La 16ème édition du Festival Ecrans Noirs vient de débuter. En attendant le palmarès, retour sur le film qui a remporté l'Ecran Documentaire l'année dernière, présenté en avant-première le 20 juin 2011 au Centre culturel de Yaoundé. Le célèbre musicien sénégalais Wasis Diop a commis là son premier film, un documentaire de 26mn.

Sous-titré "Fête de l'âme", Joe Ouakam explore la journée non seulement d'un individu, Issa Ramangelissa Samb, de son vrai nom, mais aussi celle d'un personnage, Joe Ouakam, un peintre-sculpteur.

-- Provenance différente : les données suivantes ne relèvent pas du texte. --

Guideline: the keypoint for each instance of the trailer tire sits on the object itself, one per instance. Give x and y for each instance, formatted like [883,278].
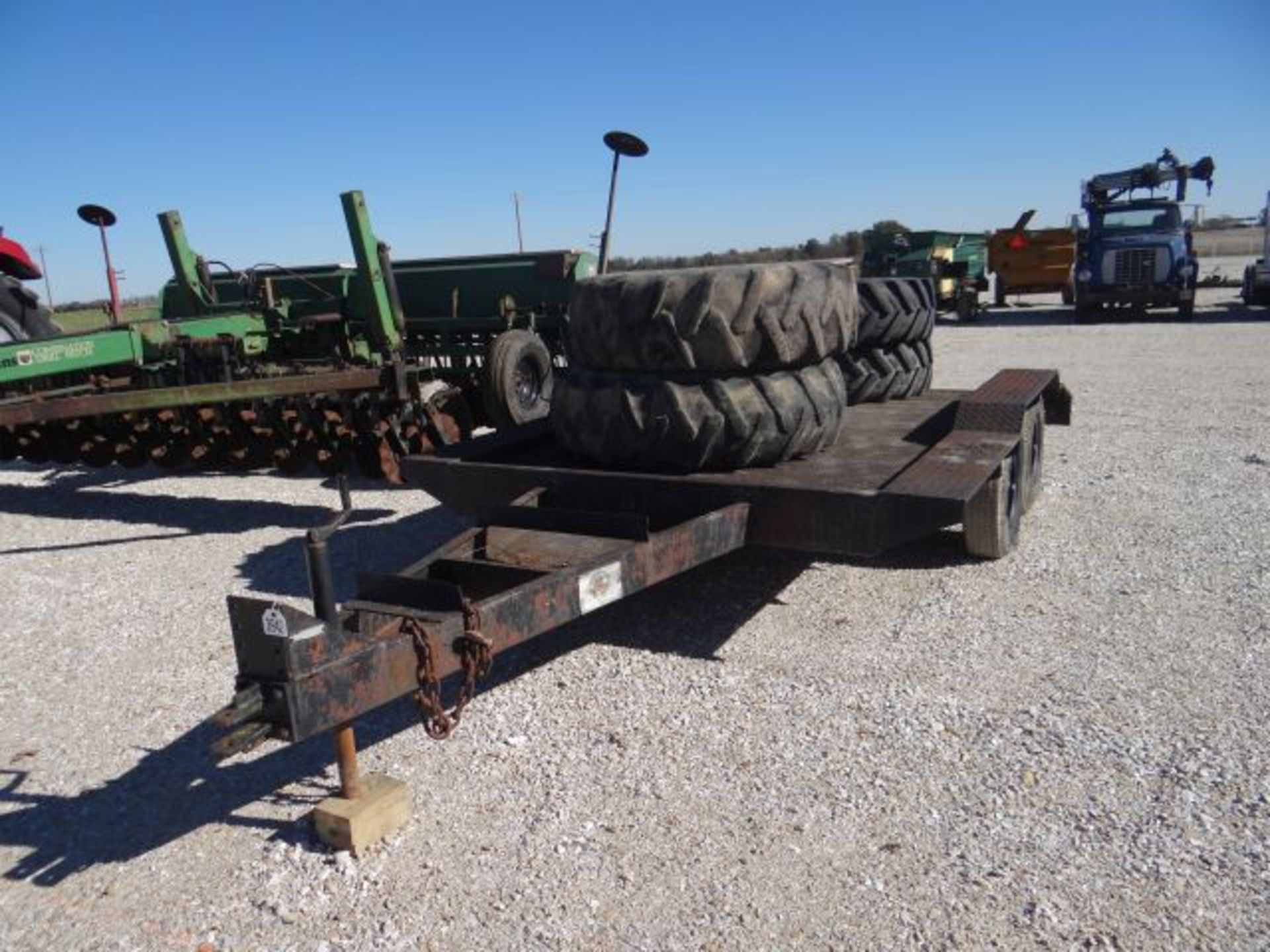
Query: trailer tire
[22,307]
[991,520]
[894,310]
[736,319]
[656,422]
[517,381]
[1032,455]
[880,374]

Dès les premières images, Wasis Diop fixe le spectateur. "J'explore l'âme, ce qu'elle offre", entend-on d'emblée. Pour ce faire, le réalisateur montre son personnage-individu laçant ses chaussures et filme avantageusement ses pieds, pour nous prévenir qu'il va nous engager dans les rues de Dakar, à pied, où la solitude et la singularité d'un être atypique vont être mises en exergue. Et presque tout au long du film, l'acteur va marcher, dans ce microcosme dominé par l'artifice, en écoutant ses pas.
Par conséquent, le son prend une dimension esthétique décisive dans cette œuvre, car, pour le réalisateur, l'œil doit entendre, pendant que l'oreille voit. Wasis Diop y apporte ainsi, avec beaucoup de bonheur, la touche particulière du professionnel du son qu'il est. On peut entendre, par exemple, le bruit de la mer, à partir de l'atelier du peintre, où le bric et le broc que le réalisateur nous présente rappellent les origines de l'homme.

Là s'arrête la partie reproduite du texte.